Eine Verletzung des Beschwerdeführers in seinem Grundrecht aus Art. 3 Abs. 1 GG ist nicht erkennbar. Mit der Verfassungsbeschwerde wird die ungleiche steuerliche Behandlung von Schenkungs-, und Erbfällen gerügt. Dabei steht außer Zweifel, daß keine verschiedene Behandlung von Personengruppen erfolgt, die bei vergleichbaren Sachverhalten zur Schenkungsteuer herangezogen werden. Außerhalb des Verbots einer ungerechtfertigten Verschiedenbehandlung mehrerer Personengruppen läßt der Gleichheitssatz aber nicht nur dem Gesetzgeber, sondern auch der Rechtsprechung weitgehende Freiheit, Lebenssachverhalte je nach dem Regelungszusammenhang verschieden zu behandeln (vgl. BVerfGE 55, 72 ≪89≫). Dafür, daß die Entscheidung willkürlich ist, fehlt jeder Anhaltspunkt.
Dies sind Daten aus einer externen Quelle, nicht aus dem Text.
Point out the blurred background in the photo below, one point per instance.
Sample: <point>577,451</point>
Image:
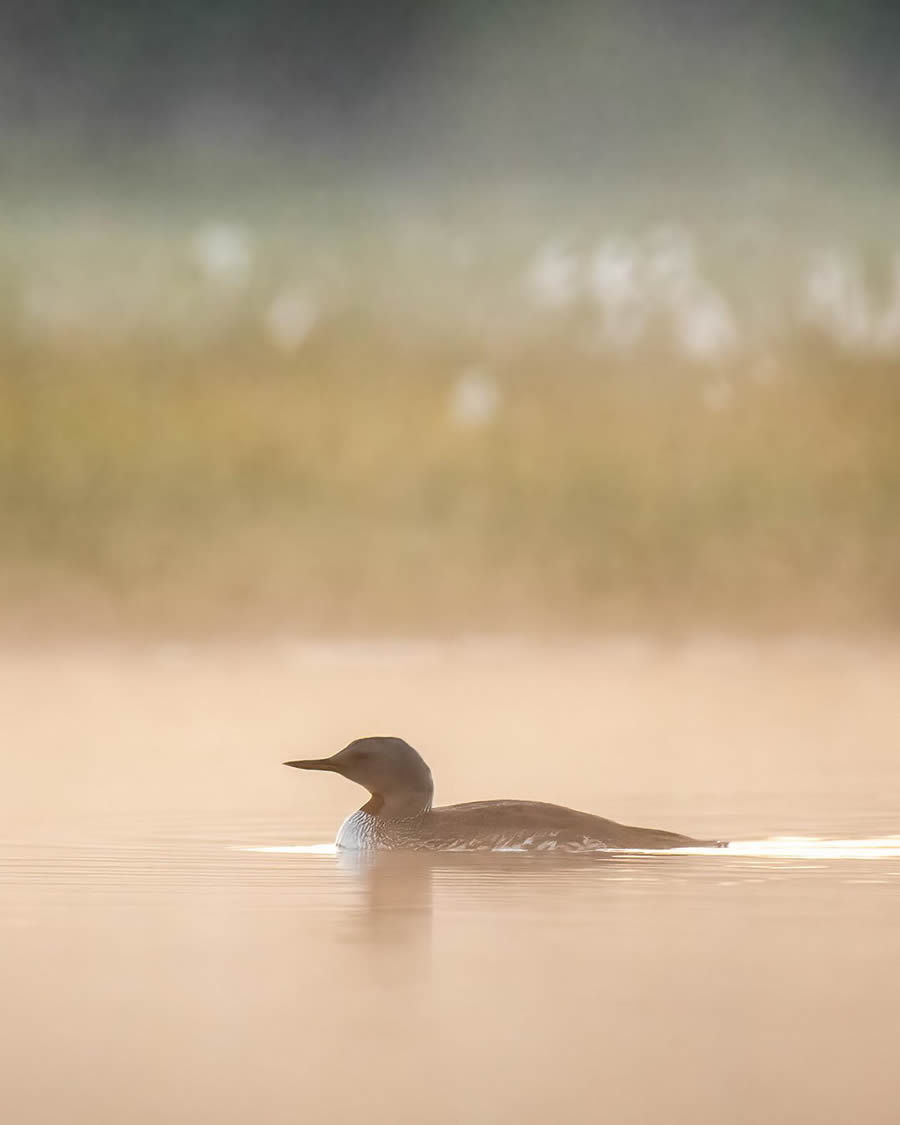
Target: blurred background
<point>441,316</point>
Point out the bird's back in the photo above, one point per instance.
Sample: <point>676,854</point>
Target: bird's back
<point>539,826</point>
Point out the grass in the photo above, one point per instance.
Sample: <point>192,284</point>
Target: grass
<point>151,478</point>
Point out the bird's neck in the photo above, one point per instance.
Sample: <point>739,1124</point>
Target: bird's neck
<point>398,806</point>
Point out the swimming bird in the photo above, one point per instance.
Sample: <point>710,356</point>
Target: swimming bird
<point>398,813</point>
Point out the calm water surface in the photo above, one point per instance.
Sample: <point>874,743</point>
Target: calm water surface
<point>178,960</point>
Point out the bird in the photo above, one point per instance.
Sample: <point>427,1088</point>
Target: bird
<point>399,816</point>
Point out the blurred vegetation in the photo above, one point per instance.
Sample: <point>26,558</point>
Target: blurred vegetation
<point>194,470</point>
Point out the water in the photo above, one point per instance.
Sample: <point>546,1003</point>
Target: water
<point>165,959</point>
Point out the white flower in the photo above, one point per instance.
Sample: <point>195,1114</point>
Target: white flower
<point>224,252</point>
<point>289,318</point>
<point>475,398</point>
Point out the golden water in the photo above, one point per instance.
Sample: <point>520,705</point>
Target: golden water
<point>179,942</point>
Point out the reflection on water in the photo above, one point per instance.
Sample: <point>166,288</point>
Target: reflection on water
<point>183,977</point>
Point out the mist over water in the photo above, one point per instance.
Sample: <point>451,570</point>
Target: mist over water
<point>522,380</point>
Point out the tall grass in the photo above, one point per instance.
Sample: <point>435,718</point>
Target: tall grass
<point>164,462</point>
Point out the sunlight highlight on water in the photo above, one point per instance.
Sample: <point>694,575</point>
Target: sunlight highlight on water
<point>788,847</point>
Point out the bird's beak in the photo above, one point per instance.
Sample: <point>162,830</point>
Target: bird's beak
<point>329,764</point>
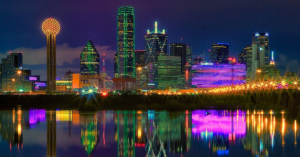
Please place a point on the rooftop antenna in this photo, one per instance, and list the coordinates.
(155, 30)
(103, 62)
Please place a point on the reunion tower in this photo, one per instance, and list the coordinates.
(51, 28)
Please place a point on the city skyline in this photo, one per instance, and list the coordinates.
(204, 34)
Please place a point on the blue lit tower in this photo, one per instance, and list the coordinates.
(155, 44)
(89, 60)
(126, 42)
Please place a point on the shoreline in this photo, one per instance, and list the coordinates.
(272, 100)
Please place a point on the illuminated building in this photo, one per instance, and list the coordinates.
(68, 75)
(51, 133)
(155, 45)
(179, 49)
(51, 28)
(89, 132)
(140, 58)
(260, 52)
(188, 66)
(126, 42)
(144, 77)
(197, 60)
(189, 57)
(124, 84)
(64, 85)
(168, 70)
(219, 53)
(13, 77)
(269, 71)
(76, 81)
(116, 73)
(245, 57)
(206, 75)
(40, 86)
(89, 60)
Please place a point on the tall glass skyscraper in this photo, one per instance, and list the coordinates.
(260, 52)
(155, 44)
(179, 49)
(126, 42)
(219, 53)
(13, 77)
(89, 60)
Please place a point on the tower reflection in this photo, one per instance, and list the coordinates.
(89, 132)
(51, 133)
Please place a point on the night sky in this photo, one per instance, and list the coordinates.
(199, 22)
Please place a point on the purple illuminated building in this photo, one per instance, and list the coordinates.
(36, 115)
(219, 122)
(209, 75)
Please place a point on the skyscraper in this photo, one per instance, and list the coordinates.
(260, 52)
(126, 42)
(219, 53)
(245, 57)
(13, 77)
(89, 60)
(155, 44)
(179, 49)
(168, 70)
(116, 70)
(140, 58)
(51, 28)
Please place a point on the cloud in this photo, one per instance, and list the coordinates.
(67, 58)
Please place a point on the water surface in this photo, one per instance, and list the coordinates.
(47, 133)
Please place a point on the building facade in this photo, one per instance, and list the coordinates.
(13, 77)
(209, 75)
(179, 49)
(140, 58)
(260, 52)
(89, 60)
(168, 70)
(126, 42)
(219, 53)
(144, 77)
(155, 44)
(51, 28)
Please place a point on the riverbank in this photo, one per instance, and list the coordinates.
(263, 100)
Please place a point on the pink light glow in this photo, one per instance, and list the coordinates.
(230, 124)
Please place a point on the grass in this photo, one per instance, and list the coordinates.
(270, 100)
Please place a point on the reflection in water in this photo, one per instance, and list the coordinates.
(219, 128)
(125, 133)
(151, 133)
(89, 132)
(51, 133)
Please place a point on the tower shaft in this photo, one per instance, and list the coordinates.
(51, 62)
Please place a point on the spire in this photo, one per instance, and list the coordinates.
(155, 30)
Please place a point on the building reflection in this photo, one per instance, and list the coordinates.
(219, 128)
(125, 133)
(12, 124)
(89, 132)
(51, 133)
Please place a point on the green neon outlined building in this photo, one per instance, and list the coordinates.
(126, 42)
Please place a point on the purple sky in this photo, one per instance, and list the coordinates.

Wie der Beschwerdeführer mit dem von ihm angeführten Beispiel selbst belegt, wird nur der Anteil der Bereicherung bei gemischten Schenkungen nach der Rechtsprechung des Bundesfinanzhofs unter Zugrundelegung des Verkehrswerts des Grundstücks bestimmt; für die Bemessung der Steuer wird dann aber der Einheitswert des Grundstücks herangezogen.
Bei der Entscheidung über die Gebühr und über ihre Höhe wurden alle Umstände, insbesondere das Gewicht der geltend gemachten Gründe, berücksichtigt.
Diese Entscheidung ist unanfechtbar.